Global biodiesel production will advance to 24.7 million metric tons in 2013 as producers direct more soybean oil, the leading feedstock used for it, toward the fuel amid declining vegetable oil prices, Oil World said.
Biodiesel output will increase 6.3 percent in 2013 compared with a 5.8 percent rise last year, the Hamburg-based researcher said in an e-mailed report today. It’s advanced since 2009. Brazil’s production estimate was raised 11 percent to 2.65 million tons this year, while output in Argentina won’t fall below 1.8 million tons, as had been predicted previously.
The fuel is benefiting from its relative attractiveness as an end-product for feedstocks, or raw materials used in the industrial process, such as soybean, palm and rapeseed oil, as well as elevated crude prices, according to the researcher.
Conditions "for biodiesel producers have improved owing to a sharp decline of prices of vegetable oils and fats under the lead of soya oil," Oil World said. "Also the appreciation of crude mineral oil prices is promoting the demand for biofuels."
Global soybean oil used for biodiesel production is estimated to rise 2.9 percent to 7.08 million tons this year. In the U.S. soybean production for fuel is expected to increase 20 percent to 2.2 million tons in 2013. Brazil’s production is seen advancing 12 percent to 2 million tons. Argentina’s output is forecast to be 1.83 million tons, 25 percent lower than in 2012.
Palm oil, the second-biggest feedstock used for fuel output, is expected to advance 11 percent to 6.34 million tons in 2013. Rapeseed oil used for the fuel is seen falling 3.5 percent to 6.01 million tons on setbacks in the EU and the U.S., Oil World said.

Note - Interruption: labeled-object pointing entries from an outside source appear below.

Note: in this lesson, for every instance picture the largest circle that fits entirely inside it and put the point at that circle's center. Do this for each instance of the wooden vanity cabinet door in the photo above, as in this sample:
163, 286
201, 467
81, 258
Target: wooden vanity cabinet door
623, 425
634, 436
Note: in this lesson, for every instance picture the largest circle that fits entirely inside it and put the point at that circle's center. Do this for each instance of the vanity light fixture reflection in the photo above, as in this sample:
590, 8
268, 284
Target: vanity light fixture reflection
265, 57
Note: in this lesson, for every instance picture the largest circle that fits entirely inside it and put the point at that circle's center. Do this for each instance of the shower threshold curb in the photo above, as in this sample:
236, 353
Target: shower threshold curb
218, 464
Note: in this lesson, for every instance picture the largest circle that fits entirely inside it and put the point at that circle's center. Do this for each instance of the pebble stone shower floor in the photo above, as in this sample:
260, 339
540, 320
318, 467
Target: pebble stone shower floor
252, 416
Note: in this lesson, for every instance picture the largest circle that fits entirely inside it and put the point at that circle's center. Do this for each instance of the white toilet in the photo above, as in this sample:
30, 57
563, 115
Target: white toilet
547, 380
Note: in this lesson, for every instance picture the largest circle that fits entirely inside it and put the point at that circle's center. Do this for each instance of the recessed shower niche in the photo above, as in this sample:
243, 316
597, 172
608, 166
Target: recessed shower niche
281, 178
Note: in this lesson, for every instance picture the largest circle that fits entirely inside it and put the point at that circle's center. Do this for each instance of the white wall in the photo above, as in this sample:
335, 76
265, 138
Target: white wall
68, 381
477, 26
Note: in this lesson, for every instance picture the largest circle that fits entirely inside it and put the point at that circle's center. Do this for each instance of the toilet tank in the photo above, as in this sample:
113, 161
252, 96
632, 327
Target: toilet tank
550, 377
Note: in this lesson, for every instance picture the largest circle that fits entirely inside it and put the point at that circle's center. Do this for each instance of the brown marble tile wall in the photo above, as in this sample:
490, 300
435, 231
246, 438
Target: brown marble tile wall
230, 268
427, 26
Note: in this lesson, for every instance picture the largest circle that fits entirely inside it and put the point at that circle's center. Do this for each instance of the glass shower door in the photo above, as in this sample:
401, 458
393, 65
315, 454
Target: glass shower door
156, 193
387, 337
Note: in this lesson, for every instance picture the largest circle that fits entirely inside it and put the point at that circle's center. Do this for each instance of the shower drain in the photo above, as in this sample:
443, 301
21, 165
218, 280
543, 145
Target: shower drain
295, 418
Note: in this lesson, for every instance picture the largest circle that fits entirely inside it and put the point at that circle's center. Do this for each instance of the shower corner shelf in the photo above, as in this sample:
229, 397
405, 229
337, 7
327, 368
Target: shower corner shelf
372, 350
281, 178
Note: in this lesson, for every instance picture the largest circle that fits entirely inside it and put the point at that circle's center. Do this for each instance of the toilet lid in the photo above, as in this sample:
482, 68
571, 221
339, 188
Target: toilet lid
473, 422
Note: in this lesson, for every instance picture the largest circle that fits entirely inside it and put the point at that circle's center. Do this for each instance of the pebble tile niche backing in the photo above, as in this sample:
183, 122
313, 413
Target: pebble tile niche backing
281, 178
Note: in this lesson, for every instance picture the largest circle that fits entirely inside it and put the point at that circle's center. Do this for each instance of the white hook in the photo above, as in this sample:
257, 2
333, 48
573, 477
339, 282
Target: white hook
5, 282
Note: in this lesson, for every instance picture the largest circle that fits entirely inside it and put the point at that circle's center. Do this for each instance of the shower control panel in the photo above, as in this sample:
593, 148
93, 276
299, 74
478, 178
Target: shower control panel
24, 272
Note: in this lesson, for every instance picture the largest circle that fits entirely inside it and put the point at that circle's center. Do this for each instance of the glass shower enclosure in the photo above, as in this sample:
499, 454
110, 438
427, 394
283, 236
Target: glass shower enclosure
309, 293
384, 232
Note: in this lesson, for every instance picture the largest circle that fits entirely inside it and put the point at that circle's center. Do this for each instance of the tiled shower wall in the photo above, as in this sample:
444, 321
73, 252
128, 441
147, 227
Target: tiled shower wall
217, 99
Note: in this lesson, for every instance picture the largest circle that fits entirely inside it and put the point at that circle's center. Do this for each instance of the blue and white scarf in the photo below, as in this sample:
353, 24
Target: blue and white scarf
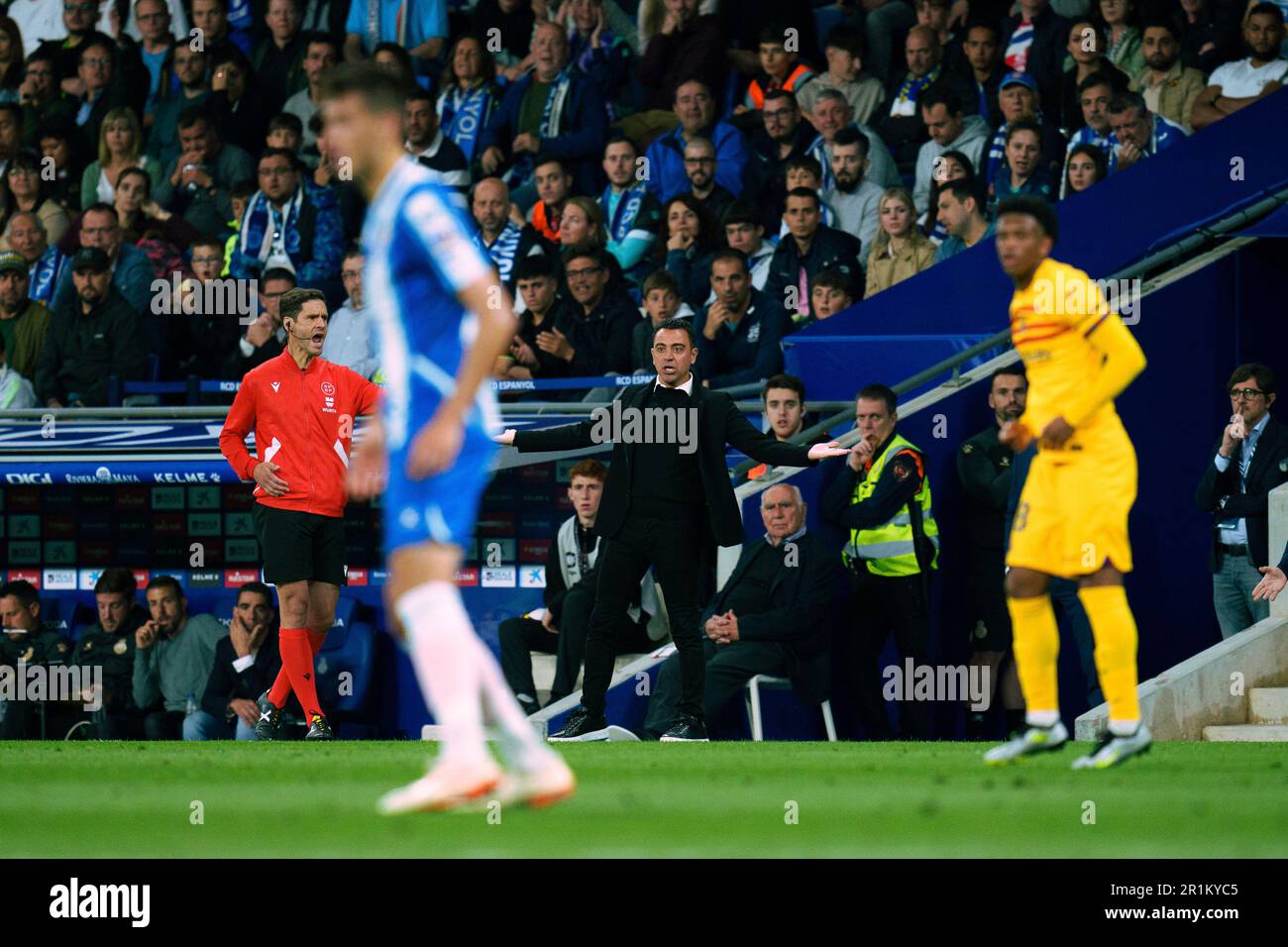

Malaysia, the world’s second-biggest palm oil producer, had dry weather in June and July that may have damaged the crop feeding into the biodiesel price. The main growing areas of Johor and Perak, together accounting for almost 30 percent of national production, had "patchy" rainfall receiving less than 60 percent of the usual amount for the two months.
"If precipitation falls sharply below average in that period, the high absolute water requirements of the oil palms cannot be satisfied and their productivity may suffer," according to the report.
Indonesia, the biggest palm oil producer, is seen raising the amount used for fuel by 16 percent to 1.8 million tons.